Numerical Javascript library (ES5 compatible) representing numbers as large as `1e1.8e308` and down to `1e-1.8e308` in the scientific notation.  The `LargeNumber` class provides methods for many operators, and conversion to JS `Number`s. Note that LargeNumber isn't necessarily arbitrary-precision.



## Installation and usage

You can install the library via just downloading the raw text (since it is zero-dependency). You can also clone it from git:



    git clone https://github.com/nirvanasupermind/large-number.git



For more information, see Github support.



## API

### `constructor()`

The LargeNumber constructor. Provides two arguments for the number's significand and exponent. If the exponent is left undefined, it will set to `0` by default, providing easy conversion from `Number`. 

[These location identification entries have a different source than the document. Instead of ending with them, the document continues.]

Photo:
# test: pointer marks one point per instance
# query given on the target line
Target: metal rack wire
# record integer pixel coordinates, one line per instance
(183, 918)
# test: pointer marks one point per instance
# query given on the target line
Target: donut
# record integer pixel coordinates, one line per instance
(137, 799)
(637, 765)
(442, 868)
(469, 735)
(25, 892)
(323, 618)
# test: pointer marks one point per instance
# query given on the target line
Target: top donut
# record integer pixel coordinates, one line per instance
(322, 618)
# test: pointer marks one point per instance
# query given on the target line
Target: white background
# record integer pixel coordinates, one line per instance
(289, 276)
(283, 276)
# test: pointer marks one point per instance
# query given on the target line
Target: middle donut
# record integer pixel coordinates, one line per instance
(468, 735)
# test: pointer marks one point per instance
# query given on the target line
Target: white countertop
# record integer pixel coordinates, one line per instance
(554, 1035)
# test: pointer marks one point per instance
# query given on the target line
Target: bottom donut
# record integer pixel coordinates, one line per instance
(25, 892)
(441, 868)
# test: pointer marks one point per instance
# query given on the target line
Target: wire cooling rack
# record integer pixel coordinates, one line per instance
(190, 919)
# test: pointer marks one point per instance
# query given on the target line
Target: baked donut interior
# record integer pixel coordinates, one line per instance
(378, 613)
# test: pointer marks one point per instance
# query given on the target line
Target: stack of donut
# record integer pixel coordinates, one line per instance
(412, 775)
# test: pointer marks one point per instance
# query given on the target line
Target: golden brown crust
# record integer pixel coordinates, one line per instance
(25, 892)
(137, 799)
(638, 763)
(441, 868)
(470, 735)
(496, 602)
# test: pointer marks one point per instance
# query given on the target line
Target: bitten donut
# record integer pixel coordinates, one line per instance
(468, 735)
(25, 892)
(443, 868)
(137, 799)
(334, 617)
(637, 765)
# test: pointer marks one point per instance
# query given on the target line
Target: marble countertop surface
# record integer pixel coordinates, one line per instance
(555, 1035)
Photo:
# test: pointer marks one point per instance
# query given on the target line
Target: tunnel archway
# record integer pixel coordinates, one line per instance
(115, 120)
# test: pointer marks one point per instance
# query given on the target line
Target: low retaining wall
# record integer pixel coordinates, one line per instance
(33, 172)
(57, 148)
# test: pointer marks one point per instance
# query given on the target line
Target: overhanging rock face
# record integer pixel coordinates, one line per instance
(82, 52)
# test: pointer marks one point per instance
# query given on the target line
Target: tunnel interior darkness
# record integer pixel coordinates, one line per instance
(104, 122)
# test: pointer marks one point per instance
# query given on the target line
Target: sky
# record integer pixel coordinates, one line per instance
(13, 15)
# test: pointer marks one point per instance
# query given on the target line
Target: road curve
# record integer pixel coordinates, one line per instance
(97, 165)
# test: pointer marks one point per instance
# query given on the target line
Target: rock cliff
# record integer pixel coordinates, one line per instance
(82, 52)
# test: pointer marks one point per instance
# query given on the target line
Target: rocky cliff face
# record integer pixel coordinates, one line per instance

The constructor also converts all pairs to standard form, for example `new LargeNumber(23,1)` gets converted to `new LargeNumber(2.3,2)`.



### `prototype.toNum()`

Converts a `LargeNumber` to a `Number`. Returns `Infinity` for anything > `2^1024 = 1.8e308`, and `0` for anything < `2^-1074 = 5e-324`.



### `prototype.add()`

Adds two `LargeNumber`s. For example `new LargeNumber(8,1000)+new LargeNumber(2,999)` outputs `new LargeNumber(8.2,1000)`. This is prone to precision loss if the difference between the exponents is large, for example `new LargeNumber(1,1000)+new LargeNumber(1,0)` outputs `new LargeNumber(1,1000)`. A `Number` can be the second argument.



### `prototype.subtract()`

Subtracts two `LargeNumber`s.  For example `new LargeNumber(8,1000)-new LargeNumber(2,999)` outputs `7.8e1000`. This is prone to precision loss if the difference between the exponents is large enough, for example `new LargeNumber(1,1000)+new LargeNumber(1,0)` outputs `new LargeNumber(1,1000)`. A `Number` can be the second argument.



### `prototype.multiply()`

Multiplies two `LargeNumber`s. For example, `new LargeNumber(8,1000)*new LargeNumber(2,999)` outputs `new LargeNumber(1.6,2000)`.  A `Number` can be the second argument.



### `prototype.divide()`

Divides two `LargeNumber`s. For example, `new LargeNumber(8,1000)/new LargeNumber(2,999)` outputs `new LargeNumber(4,0)`.



### `prototype.pow()`

Powers a `LargeNumber` to a `Number`. For example, `new LargeNumber(8,1000).pow(3)` outputs `new LargeNumber(5.12,3002)`. 



### Ovveride methods 

#### `prototype.toString()`



Will convert the LargeNumber to a string. Uses scientific E notation. For example, `LargeNumber(4.5,-2147)` is printed as `4.5e-2147`.

### Static 

#### `static E`

A static constant `LargeNumber(2.718281828459045,0)` representing the Euler number constant. 



#### `static PI`

A static constant `LargeNumber(3.141592653589793)` representing the pi constant. 



#### `static MAX_VALUE`

A static constant `LargeNumber(9.999999999999998,1.7976931348623157e+308)` that stores the largest possible value in a `LargeNumber` type.



### `static MIN_VALUE`

A static constant `LargeNumber(1,-1.7976931348623157e+308)` that stores the smallest possible value in a `LargeNumber` type. 



### `static fac()`

Static function that returns a `LargeNumber` representing the factorial of a normal `Number`. For example, `LargeNumber.fac(1000)` outputs `new LargeNumber(4.023,2567)`.



## License

LargeNumber is licensed under the MIT license.